Since Pete’s haying season always lasted a month or a little more, I rode right through the phases of the moon. My favorite you can guess on first try. The fat full moon, resting there as if it was an agate marble which had rolled into the western corner of the sky. During the early half of my route the mountains still drew most of their light from the moon, and I watched the reefs and other rock faces change complexion, from light gray to ever so slightly pink, as the sunrise began to touch them. Closer to me, the prairie flowers now made themselves known amid the tan grass. Irises, paintbrushes, bluebells, shooting stars, sunflowers.
Then this. The first week or so of those daybreak rides, the sun was north enough that it came up between the Sweetgrass Hills. They stand sixty or seventy miles across the prairie from where I was riding, way over towards Havre, so there was a sense that I was seeing a sunrise happening in a far land. The gap between the mounded sets of hills first filled with a kind of orange film; a haze of coming light, it might be called. Then the sun would slowly present itself, like a big glowing coal burning its way up through the horizon.
Those dawns taught me that beauty makes the eyes greedy. For even after all this, mountains and moon and earth edges and the coming of the sun, I considered that what was most worth watching for was the first shadow of the day. When the sun worked its way about half above the horizon, that shadow emerged to stretch itself off from Pony and me—horse and youngster melded, into an apparition of leftover dark a couple of hundred feet in length. Drawn out on the prairie grass in that far-reaching first shadow, Pony and I loomed like some new creature put together from the main parts of a camel and a giraffe.

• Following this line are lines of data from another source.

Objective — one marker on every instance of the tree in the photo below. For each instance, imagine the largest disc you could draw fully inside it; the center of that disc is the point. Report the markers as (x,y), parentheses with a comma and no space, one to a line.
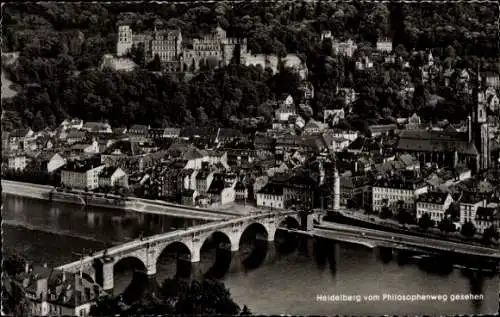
(468,229)
(453,212)
(245,311)
(404,216)
(425,222)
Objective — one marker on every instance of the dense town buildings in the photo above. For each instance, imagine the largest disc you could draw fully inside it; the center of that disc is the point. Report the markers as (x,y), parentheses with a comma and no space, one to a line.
(168,45)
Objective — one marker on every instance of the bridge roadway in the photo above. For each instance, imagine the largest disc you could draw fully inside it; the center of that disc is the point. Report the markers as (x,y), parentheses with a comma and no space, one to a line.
(383,238)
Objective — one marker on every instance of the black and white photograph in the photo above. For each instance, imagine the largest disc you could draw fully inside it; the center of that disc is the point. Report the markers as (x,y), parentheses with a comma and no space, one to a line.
(254,157)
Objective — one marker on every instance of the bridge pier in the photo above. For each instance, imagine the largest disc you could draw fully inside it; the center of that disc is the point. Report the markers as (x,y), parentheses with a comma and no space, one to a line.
(107,277)
(271,253)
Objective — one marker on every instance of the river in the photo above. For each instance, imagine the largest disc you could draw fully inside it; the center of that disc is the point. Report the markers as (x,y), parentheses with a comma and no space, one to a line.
(53,233)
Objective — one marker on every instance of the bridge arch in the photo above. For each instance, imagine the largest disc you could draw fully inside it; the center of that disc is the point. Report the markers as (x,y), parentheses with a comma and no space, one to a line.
(289,221)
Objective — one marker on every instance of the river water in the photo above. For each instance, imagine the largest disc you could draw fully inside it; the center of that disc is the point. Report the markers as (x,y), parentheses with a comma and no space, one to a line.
(292,283)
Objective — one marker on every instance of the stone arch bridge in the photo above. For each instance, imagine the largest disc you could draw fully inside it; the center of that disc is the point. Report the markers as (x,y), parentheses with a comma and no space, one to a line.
(100,265)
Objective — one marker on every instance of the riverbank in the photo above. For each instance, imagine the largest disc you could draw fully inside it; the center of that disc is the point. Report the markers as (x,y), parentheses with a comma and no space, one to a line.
(49,193)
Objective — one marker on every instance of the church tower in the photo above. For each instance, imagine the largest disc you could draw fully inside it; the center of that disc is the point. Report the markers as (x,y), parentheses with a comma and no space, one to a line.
(480,126)
(124,43)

Is it any wonder each of these haying-time dawns made me feel remade?
• • •
Meanwhile it continued to be the damnedest summer of weather anybody could remember. All that rain of June, and now July making a habit of ninety degrees. The poor damn farmers out east of Gros Ventre and north along the High Line were fighting a grasshopper invasion again, the hot days hatching out the ’hoppers faster than the farmers could spread poison against them. And for about five days in the middle of July an epidemic of lightning storms broke out in all the national forests of Region
One. A lookout reported a plume of smoke up the South Fork of English Creek, on a heavily forested north slope of Grizzly Reef. This of course caused some excitement in the ranger station, and my father hustled his assistant ranger Paul Eliason and some trail men and a nearby CCC brush crew up there. “Paul’s used to those big trees out on the coast,” my father remarked to my mother. “It won’t hurt him to find out that the ones here are big enough to burn.” That Grizzly Reef smoke, though, turned out to be a rotten log and some other debris smoldering in a rocky area, and Paul and his crew handled it without much sweat.
That mid-July dose of lightning and his dearth of fire guards to be smokechasers put my father in what my mother called “his prowly mood.” But then on the morning of the twenty-first of July we woke up to snow in the mountains. Fire was on the loose elsewhere in Montana—spot fires across the Continental Divide in the Flathead country and others up in Glacier Park, and a big blaze down in Yellowstone Park that hundreds of men were on—while my father’s forest lay snoozing under a cool sheet of white.
“How did you arrange that?” my mother mock-questioned him at breakfast. “Clean living and healthy thoughts?”